The United States still must balance its national security interests against the price service members in Afghanistan are paying, Dempsey said. “I’ll tell you definitively at this point that our national security interests are such that we have to take the additional risk that this brings,” he added.
NATO and U.S. leaders can explore other avenues as well, the chairman said, noting that the more closely NATO and Afghan forces are partnered at the small-unit level, the less likely a so-called “green-on-blue” incident happens. However, he said, big units partnered with other big units don’t seem to have the same effect.
The more individual partnering is, the chairman said, the less likely it is that such incidents occur. “So we are also looking at different ways to partner and work with them,” he said.
Officials will examine the situation and make recommendations in the near future, Dempsey told reporters. “It is a risk to the force, and it is a risk to the nation, and we have to stay on top of it,” he said.
The chairman also addressed the issue of the number of U.S. troops in Afghanistan.
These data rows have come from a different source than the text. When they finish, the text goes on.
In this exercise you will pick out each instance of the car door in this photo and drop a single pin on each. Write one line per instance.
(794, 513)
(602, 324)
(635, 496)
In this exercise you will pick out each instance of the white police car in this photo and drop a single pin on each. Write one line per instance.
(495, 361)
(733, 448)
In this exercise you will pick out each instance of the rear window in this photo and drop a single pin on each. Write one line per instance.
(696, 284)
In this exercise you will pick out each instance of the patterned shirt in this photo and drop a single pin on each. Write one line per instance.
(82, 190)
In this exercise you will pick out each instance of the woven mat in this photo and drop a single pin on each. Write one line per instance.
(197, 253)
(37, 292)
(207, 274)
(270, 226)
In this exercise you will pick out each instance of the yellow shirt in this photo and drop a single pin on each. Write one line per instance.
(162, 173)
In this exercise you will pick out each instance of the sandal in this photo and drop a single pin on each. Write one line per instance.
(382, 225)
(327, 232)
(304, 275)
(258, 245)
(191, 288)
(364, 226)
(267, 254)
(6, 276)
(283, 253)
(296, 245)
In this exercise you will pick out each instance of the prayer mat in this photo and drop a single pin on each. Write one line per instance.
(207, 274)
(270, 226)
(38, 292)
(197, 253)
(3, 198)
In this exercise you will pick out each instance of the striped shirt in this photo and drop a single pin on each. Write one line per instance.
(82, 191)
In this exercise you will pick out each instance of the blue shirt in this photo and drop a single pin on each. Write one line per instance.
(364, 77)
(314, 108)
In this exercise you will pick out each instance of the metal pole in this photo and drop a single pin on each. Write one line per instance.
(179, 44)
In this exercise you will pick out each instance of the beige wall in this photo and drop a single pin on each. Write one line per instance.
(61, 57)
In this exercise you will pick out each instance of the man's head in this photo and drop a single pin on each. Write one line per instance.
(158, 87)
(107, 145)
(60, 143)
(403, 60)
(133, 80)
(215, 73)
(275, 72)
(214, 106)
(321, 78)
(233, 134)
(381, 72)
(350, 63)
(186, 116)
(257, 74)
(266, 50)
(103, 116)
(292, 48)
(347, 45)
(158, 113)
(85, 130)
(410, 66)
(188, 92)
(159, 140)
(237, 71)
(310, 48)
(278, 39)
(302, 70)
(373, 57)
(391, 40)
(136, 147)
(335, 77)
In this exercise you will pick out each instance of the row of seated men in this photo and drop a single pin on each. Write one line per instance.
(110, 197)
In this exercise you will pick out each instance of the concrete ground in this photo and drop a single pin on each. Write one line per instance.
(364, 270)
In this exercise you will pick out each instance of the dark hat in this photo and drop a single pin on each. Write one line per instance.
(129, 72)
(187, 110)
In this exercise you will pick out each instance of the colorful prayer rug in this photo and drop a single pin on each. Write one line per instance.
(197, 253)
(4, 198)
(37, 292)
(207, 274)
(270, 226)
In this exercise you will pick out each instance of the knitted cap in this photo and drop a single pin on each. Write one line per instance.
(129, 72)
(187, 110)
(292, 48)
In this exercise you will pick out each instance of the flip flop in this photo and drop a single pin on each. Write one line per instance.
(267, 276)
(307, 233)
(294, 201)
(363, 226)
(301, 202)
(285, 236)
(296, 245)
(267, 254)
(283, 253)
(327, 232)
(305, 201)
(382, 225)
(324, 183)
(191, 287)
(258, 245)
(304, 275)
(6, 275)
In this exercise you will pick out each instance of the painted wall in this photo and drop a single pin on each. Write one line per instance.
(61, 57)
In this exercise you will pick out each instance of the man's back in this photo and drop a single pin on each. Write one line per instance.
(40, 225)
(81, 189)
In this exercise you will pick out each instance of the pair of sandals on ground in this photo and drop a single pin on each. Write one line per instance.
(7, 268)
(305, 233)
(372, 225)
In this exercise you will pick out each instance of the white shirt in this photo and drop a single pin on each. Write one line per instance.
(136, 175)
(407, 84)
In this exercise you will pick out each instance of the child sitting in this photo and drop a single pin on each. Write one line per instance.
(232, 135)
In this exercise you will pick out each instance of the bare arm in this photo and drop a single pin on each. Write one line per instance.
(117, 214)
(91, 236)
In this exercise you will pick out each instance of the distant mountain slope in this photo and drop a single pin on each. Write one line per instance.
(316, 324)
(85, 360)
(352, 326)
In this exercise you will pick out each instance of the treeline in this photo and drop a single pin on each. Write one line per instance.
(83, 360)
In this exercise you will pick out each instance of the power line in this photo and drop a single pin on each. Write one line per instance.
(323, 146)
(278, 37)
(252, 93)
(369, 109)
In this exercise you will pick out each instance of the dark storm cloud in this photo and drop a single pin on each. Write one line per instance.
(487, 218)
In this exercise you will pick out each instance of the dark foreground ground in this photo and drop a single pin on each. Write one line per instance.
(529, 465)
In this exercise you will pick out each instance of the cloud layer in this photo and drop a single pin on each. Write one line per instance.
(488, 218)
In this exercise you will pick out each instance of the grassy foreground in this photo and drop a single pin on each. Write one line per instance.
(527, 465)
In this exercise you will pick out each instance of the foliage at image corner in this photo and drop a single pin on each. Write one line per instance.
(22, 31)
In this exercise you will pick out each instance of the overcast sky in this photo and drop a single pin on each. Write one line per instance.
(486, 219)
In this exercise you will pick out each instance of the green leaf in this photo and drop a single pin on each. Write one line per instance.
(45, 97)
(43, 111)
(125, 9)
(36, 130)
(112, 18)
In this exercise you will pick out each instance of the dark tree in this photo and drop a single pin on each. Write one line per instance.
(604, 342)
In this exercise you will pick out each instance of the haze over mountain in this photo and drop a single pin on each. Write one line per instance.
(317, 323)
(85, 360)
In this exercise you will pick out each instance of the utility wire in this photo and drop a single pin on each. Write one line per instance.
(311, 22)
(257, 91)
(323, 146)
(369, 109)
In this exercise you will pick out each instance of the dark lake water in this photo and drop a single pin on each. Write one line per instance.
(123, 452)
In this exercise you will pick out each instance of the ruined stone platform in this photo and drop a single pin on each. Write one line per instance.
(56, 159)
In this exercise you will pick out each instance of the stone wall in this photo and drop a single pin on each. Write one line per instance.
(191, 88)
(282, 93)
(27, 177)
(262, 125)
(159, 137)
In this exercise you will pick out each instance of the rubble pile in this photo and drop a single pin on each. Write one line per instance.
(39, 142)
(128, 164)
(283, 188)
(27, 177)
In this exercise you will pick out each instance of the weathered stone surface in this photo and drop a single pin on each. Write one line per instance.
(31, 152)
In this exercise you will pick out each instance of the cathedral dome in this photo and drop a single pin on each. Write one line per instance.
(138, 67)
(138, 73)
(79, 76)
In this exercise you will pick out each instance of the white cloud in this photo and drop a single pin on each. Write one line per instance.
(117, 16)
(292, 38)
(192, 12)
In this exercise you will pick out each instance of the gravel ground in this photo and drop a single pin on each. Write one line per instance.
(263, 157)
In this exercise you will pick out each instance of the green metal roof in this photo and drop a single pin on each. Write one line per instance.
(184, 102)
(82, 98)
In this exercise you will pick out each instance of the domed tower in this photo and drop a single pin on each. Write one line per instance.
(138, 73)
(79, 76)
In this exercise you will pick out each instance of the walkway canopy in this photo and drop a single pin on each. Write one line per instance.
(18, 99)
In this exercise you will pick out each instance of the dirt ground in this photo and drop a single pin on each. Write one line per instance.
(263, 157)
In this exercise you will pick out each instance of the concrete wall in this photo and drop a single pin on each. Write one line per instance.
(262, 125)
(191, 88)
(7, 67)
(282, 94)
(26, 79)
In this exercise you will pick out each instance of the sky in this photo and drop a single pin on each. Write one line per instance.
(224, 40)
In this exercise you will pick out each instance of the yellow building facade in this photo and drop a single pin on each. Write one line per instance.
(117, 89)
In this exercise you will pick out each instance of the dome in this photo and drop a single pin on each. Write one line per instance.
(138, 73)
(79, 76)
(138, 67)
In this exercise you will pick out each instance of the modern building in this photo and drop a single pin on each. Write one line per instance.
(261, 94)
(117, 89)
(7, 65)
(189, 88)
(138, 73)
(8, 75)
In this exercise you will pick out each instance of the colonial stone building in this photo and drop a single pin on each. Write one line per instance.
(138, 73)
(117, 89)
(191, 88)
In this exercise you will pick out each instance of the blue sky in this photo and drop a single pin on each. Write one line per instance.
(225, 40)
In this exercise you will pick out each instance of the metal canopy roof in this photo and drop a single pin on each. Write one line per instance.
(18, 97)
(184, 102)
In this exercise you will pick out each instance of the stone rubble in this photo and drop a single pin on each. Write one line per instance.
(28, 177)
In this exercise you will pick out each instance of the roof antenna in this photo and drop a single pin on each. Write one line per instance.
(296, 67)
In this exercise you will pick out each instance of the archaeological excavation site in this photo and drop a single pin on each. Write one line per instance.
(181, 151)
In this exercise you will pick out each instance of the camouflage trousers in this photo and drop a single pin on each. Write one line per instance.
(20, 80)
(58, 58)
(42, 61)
The United States will withdraw another 23,000 troops from the country and get back to the pre-surge force of about 68,000 troops. How many to withdraw after that, and how fast, is under discussion, he said.
Dempsey said he needs to see what happens through this next fighting season before making a judgment. “There is a general consensus that the insurgency lost ground, lost momentum, last year,” he said. “What is key to see is what happens this fighting season.”
Another part of the equation is how well the Afghan national security forces do in the coming fighting season, Dempsey said. The police and army will be at the final number of about 352,000 later this year, he added, and also will have most of the capabilities they require to operate. That calculus also effects the decision on troop strength, he said.